In 1657, Governor Rebolledo ordered the removal of Indians from the remote towns of Ybica and Oconi to repopulate Mission Nombre de Dios, located at the spot where Pedro Menéndez landed when he founded St. Augustine. Its Indian inhabitants had tended the fields of the presidio until a large percentage of them died in a smallpox epidemic. Rebelledo created an Indian militia and distributed the warriors in the interior and along the coast to defend against English assaults. These were deployed several times as a complement to the Spanish infantry. The Franciscans complained that Rebolledo, rather than seeking their counsel regarding relations with the Indians, summoned them only when he had already made a decision.

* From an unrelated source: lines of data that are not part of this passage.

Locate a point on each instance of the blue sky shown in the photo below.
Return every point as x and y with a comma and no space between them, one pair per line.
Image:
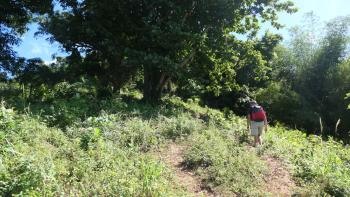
32,47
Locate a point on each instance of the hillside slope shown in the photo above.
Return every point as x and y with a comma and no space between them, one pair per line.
68,149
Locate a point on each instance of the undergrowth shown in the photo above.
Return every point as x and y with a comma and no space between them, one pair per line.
85,147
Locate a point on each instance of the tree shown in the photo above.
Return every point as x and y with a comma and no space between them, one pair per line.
14,15
165,39
315,80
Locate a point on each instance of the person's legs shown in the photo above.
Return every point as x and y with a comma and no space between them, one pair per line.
254,132
256,140
260,132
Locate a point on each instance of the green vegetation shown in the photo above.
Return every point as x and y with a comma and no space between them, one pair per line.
321,166
111,153
144,74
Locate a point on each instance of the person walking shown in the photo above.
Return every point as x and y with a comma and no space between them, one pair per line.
256,122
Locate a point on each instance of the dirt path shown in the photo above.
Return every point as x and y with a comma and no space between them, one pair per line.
173,156
278,180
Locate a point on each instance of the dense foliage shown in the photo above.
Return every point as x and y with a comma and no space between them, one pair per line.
166,41
93,123
310,80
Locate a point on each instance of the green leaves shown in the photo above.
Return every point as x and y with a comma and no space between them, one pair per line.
121,38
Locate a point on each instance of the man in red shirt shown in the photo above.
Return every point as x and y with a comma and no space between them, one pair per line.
256,121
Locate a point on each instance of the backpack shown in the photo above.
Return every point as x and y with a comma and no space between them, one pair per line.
257,113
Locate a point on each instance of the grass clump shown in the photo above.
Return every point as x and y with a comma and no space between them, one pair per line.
321,167
38,160
224,165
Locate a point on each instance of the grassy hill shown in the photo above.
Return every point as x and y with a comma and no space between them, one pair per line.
84,147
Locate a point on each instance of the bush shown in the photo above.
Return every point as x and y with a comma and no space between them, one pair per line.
321,166
225,166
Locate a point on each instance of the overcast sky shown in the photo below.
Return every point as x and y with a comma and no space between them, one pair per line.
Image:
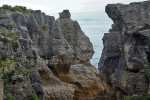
55,6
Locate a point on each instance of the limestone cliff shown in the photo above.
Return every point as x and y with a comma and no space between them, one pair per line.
125,61
44,58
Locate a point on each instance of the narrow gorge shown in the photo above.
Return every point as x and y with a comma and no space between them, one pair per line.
43,58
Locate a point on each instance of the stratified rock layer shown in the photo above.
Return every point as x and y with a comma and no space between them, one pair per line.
124,64
49,58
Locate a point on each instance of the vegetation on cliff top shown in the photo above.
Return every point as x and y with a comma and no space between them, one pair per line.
15,8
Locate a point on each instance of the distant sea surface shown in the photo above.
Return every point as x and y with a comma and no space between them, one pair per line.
94,25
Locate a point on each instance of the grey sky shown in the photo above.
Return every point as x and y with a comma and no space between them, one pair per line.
55,6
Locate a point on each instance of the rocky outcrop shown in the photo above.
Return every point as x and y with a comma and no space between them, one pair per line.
46,58
124,64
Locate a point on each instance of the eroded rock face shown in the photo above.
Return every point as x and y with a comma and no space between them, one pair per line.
124,63
48,58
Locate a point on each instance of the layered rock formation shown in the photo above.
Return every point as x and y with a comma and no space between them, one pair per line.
46,58
125,61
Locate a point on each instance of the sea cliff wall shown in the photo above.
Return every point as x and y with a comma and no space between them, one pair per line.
46,59
125,60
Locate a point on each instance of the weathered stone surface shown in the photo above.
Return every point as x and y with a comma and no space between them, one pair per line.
124,63
48,58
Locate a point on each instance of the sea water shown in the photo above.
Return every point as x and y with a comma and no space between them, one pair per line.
94,25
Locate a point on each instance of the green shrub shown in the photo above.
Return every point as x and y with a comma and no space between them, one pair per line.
7,88
14,23
25,72
10,98
14,44
143,96
16,8
45,27
33,96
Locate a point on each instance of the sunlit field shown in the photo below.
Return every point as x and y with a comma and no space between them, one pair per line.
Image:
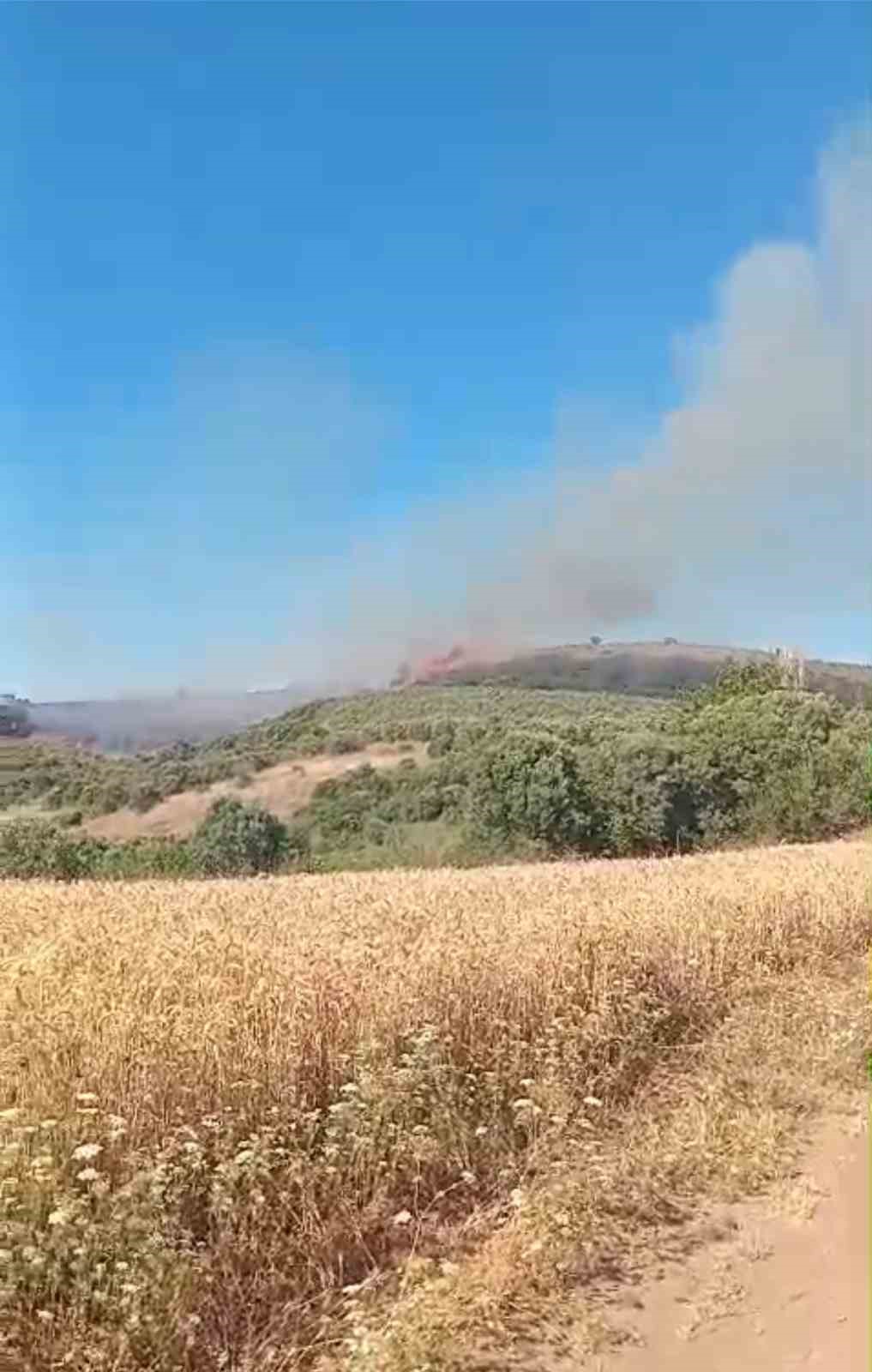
246,1122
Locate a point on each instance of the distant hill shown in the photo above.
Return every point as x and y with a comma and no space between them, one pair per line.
654,670
125,726
657,670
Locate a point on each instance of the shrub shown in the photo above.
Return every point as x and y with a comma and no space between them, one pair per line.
39,850
238,840
533,789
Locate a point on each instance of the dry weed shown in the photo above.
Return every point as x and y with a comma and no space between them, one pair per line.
231,1110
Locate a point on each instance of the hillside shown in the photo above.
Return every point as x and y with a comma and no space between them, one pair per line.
654,670
453,775
659,670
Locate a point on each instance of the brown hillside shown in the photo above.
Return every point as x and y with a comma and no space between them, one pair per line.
284,789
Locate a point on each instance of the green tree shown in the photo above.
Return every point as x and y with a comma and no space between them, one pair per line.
533,789
239,840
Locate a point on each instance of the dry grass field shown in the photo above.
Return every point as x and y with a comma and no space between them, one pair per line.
284,791
391,1122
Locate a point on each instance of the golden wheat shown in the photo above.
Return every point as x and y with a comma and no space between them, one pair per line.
228,1104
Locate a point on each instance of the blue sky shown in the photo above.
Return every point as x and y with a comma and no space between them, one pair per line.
328,326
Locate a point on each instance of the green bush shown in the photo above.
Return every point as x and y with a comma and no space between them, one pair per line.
39,850
533,789
239,840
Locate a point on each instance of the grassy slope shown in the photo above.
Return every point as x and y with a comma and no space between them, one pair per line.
286,1088
102,785
652,670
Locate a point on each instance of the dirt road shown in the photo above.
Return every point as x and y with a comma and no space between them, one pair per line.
787,1287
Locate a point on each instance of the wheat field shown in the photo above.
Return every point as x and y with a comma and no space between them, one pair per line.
332,1120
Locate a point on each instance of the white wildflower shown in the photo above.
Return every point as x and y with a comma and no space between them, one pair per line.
87,1152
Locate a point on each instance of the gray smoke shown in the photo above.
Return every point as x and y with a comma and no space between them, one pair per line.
748,509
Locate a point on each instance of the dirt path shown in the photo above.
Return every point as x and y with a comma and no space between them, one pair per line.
785,1287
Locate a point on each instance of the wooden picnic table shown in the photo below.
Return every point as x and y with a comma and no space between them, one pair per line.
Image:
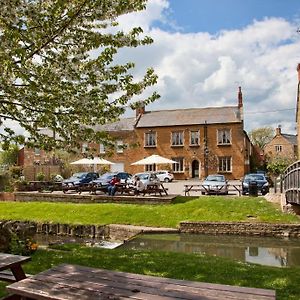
11,267
77,282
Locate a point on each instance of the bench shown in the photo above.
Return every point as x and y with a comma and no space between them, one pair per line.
73,282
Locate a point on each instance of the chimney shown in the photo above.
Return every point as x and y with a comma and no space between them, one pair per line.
278,130
240,98
140,110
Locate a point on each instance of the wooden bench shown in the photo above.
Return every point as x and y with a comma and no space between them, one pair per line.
10,267
75,282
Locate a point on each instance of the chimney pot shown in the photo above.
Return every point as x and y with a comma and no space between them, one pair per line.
240,98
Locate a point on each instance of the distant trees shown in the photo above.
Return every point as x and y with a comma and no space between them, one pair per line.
58,70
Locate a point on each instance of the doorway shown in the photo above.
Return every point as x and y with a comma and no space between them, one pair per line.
195,169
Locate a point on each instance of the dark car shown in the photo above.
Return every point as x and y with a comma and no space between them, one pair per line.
80,178
104,179
260,180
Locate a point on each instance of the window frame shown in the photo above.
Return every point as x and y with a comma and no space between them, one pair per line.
147,142
220,141
221,160
180,137
197,137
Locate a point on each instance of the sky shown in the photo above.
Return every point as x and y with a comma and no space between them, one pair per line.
204,49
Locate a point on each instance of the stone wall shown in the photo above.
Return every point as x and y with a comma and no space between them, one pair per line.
241,228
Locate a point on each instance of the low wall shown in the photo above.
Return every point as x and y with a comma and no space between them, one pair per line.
241,228
88,198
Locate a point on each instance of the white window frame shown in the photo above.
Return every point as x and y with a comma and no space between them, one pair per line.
194,140
84,147
150,139
178,168
224,136
225,164
102,149
177,138
119,146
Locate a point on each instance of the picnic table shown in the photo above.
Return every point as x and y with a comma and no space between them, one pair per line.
77,282
11,267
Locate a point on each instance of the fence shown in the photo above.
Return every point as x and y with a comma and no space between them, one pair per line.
292,183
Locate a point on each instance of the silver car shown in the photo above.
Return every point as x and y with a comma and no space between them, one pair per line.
215,184
147,178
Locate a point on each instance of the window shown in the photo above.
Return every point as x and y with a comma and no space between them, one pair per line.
177,138
224,164
84,147
194,138
37,151
224,137
101,148
120,148
149,168
150,139
178,168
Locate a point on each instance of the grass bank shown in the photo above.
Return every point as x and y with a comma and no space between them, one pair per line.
196,267
183,209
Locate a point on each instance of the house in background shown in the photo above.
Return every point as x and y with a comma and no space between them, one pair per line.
298,112
202,140
282,145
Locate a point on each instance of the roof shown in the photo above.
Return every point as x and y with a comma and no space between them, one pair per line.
125,124
190,116
291,138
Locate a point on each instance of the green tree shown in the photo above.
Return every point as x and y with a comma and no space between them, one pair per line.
58,70
278,165
261,136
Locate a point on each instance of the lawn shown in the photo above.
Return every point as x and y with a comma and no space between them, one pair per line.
196,267
215,208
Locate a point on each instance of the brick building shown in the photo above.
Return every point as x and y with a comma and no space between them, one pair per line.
202,140
282,145
298,111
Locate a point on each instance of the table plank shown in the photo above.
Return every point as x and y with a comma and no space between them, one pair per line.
78,282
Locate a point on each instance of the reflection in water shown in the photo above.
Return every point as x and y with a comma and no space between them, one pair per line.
260,250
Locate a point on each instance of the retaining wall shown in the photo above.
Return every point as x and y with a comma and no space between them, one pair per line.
241,228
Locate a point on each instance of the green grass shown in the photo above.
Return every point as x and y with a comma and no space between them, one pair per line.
183,209
196,267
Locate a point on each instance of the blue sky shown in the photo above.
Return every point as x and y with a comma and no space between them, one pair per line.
215,15
203,50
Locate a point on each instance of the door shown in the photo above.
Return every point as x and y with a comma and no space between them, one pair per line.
195,169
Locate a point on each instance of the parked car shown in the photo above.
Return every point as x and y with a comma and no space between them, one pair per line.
104,179
261,181
215,184
80,178
147,178
164,175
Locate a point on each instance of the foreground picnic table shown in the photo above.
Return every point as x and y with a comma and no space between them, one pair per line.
10,267
78,282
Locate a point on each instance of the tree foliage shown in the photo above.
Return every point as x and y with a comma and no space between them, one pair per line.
58,70
261,136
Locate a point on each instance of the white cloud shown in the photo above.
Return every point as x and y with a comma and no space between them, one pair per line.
199,69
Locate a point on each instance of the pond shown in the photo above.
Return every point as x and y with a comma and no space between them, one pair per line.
260,250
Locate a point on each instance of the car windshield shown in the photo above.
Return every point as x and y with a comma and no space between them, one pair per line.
254,177
106,176
215,178
79,175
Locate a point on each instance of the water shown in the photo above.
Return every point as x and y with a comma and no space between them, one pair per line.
260,250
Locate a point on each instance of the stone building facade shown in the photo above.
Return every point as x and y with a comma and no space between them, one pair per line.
282,145
202,140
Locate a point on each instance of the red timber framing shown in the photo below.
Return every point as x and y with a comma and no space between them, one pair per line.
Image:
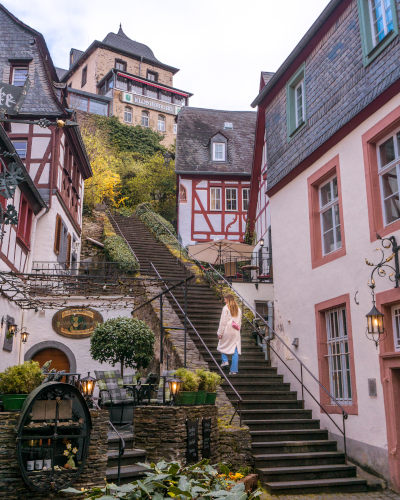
58,169
227,218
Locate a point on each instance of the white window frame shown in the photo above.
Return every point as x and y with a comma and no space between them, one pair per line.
396,326
325,208
127,111
16,68
296,107
161,123
339,355
248,199
223,151
375,40
217,200
145,116
231,199
19,149
382,169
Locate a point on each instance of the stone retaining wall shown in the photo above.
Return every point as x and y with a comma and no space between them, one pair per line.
162,431
235,447
13,487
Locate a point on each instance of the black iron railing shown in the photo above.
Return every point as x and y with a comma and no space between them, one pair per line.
216,278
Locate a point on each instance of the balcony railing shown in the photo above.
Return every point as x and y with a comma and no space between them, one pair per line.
248,267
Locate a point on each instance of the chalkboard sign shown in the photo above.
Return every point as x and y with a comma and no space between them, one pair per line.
193,440
206,438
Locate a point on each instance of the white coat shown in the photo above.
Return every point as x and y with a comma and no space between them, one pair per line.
230,339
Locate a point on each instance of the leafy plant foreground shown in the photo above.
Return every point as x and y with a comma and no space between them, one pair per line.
171,480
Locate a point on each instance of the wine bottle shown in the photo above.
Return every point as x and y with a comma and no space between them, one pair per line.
47,458
30,465
39,459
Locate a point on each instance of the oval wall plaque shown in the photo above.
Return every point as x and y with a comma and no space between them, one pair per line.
76,322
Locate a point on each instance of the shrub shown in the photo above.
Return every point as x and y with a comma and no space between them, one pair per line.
117,250
202,374
166,480
213,381
128,341
190,381
21,379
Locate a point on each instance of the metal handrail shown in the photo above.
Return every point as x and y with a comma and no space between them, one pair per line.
302,365
121,445
239,402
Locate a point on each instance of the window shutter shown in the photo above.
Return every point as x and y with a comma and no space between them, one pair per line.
57,239
68,251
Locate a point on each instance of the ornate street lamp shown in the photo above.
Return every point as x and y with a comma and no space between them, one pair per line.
174,387
24,335
87,385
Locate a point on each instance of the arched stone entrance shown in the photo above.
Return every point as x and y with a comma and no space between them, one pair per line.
62,357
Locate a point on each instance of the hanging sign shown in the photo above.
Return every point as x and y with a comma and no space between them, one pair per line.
193,440
75,322
12,97
206,438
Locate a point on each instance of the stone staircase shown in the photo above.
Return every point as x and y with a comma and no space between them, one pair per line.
292,454
130,470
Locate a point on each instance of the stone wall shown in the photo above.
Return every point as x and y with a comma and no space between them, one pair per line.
235,446
162,431
13,487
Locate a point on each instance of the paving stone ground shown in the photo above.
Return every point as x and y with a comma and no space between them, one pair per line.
376,495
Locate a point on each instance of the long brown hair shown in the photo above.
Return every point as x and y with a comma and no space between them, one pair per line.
232,306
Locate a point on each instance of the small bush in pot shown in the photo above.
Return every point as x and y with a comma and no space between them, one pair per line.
201,394
190,384
16,382
213,381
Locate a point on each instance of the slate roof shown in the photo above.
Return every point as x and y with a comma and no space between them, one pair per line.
197,126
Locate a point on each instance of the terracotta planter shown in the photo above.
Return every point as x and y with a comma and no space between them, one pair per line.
186,398
201,397
13,402
211,397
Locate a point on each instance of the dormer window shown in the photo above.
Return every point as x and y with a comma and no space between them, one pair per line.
219,151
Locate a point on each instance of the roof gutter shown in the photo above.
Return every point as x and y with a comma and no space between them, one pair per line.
327,12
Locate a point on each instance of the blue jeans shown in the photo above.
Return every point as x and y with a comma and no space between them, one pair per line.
235,361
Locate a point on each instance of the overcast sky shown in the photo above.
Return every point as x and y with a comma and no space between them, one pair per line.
220,46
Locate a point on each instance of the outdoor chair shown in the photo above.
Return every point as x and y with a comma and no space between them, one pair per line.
118,399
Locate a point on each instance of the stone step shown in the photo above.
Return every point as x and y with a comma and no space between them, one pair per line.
294,446
274,414
307,472
261,436
282,424
129,473
336,485
270,460
130,457
262,404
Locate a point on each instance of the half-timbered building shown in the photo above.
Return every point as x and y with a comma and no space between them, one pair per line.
121,77
214,154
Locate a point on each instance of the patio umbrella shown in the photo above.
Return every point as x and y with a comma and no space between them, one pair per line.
220,251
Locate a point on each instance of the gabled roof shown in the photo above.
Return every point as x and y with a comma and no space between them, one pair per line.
121,44
196,128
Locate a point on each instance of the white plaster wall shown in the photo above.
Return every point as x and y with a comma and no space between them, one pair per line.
41,330
185,214
298,288
45,233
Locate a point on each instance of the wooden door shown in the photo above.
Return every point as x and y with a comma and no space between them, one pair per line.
59,360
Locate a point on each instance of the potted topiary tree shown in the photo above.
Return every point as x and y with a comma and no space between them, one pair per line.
201,394
16,382
127,341
213,381
188,390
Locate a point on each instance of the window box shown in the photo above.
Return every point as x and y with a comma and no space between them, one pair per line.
378,26
296,103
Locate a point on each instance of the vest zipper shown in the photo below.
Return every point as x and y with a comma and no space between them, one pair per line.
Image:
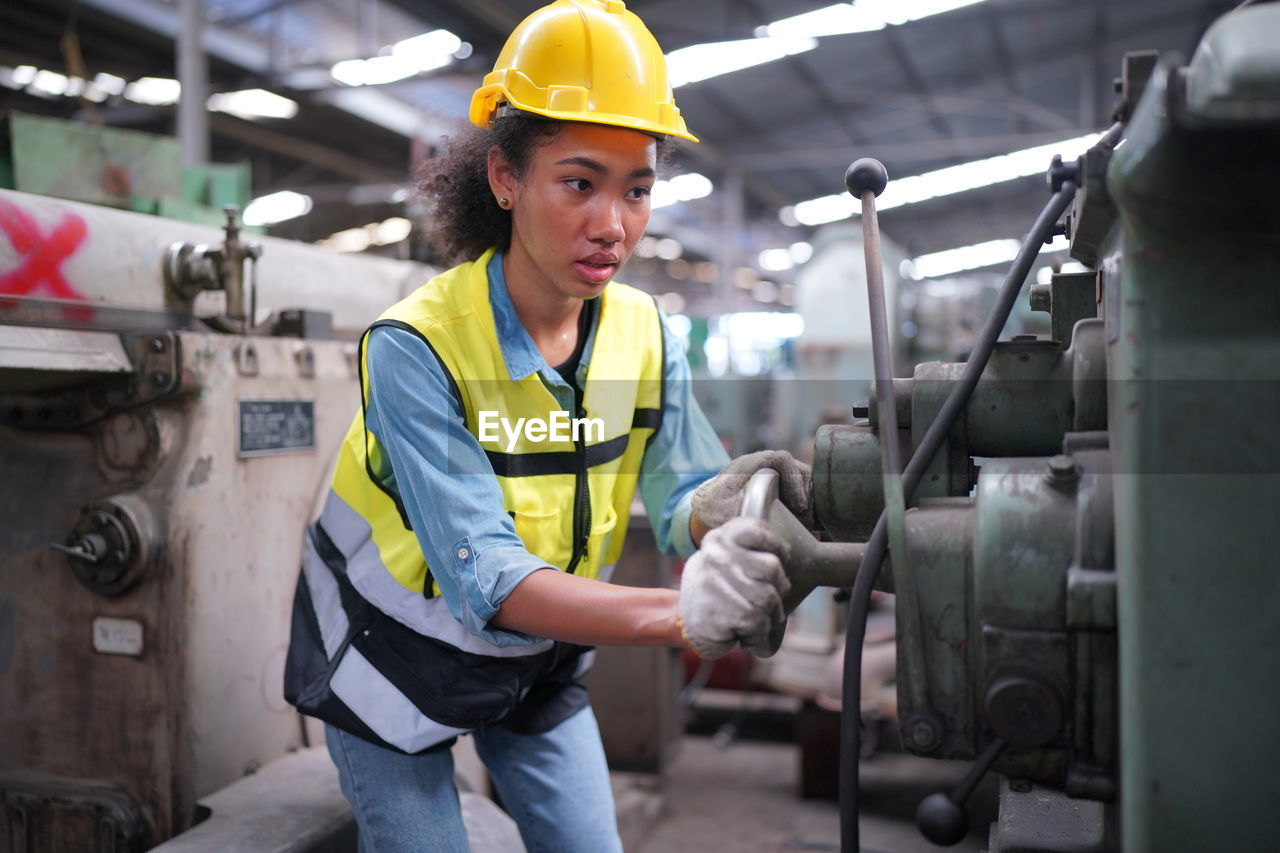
581,492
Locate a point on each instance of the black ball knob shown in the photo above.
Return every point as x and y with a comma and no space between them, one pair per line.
867,173
941,821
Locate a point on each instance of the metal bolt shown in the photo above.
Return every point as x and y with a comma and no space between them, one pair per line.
1061,172
924,733
1042,297
1063,470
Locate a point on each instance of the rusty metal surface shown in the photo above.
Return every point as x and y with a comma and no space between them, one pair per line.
115,258
200,703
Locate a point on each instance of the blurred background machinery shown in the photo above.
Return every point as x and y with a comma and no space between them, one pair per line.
1087,605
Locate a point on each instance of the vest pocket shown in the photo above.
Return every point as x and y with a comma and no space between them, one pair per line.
602,534
545,533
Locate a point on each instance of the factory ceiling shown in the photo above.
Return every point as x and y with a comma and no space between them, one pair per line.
972,82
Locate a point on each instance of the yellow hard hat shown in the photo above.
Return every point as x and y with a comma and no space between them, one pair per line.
583,60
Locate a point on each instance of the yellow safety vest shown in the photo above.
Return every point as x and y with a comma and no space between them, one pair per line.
375,671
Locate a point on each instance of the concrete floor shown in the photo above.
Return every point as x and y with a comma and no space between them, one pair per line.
743,797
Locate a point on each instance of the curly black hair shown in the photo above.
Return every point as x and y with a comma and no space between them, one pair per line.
466,218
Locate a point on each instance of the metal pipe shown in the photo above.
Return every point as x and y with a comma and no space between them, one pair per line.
929,445
193,77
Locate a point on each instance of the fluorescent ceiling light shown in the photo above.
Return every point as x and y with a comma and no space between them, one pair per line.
254,104
50,82
277,206
988,254
711,59
865,16
955,260
375,233
154,91
411,56
391,231
109,83
682,187
941,182
775,260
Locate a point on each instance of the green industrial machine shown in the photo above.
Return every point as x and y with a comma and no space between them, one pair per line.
1088,593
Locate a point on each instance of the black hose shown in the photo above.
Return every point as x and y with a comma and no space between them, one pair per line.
871,565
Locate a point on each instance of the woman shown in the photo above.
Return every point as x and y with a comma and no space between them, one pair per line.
511,409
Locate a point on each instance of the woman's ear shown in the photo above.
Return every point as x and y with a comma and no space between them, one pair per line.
502,177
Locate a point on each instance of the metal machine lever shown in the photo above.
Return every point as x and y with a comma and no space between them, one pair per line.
809,564
942,817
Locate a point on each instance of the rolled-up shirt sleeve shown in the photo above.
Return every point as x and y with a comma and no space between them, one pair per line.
684,454
446,483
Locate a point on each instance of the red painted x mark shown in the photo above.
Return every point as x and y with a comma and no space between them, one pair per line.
41,256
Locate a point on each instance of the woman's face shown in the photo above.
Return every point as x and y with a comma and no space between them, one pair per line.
579,209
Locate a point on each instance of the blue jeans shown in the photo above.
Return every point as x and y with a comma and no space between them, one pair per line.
554,785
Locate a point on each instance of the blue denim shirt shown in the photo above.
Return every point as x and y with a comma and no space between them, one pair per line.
446,480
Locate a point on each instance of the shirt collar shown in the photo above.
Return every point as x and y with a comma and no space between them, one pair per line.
519,351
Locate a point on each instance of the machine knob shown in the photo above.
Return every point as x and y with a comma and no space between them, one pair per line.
865,174
942,817
941,821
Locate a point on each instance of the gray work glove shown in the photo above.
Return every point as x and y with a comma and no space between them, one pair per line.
721,497
732,588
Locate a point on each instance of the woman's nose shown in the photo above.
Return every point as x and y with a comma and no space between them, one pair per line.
606,224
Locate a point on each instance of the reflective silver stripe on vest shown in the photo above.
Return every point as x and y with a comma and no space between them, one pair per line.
324,598
374,582
384,708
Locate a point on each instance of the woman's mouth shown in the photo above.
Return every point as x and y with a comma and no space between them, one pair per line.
595,272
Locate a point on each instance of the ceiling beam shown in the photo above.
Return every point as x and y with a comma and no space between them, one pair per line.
947,149
291,146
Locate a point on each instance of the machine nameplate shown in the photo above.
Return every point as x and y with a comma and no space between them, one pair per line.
270,427
118,635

=== Religious policies ===
Rebolledo wanted St. Augustine to become an Episcopal see, or at least an apostolic vicariate, so that the sacrament of confirmation (without which many people in Florida had died) might be conferred on Catholics in the province. In 1655, the King of Spain and the Council of the Indies (Consejo de Indias) asked the Archbishop of Santo Domingo, the Bishop of Cuba, and the governor of Havana, among others, their opinion on the matter. Though the petition to erect St. Augustine into a bishopric went to Rome, the matter was never taken up, and Florida remained part of the Diocese of Santiago de Cuba until 1709. Although Rebolledo obtained the approval of the Council for Saint Augustine's erection, the city did not become an Episcopal seat.

On February 20, 1659, Rebolledo finished his term as governor of Florida, and was succeeded by Alonso de Aranguiz y Cortés.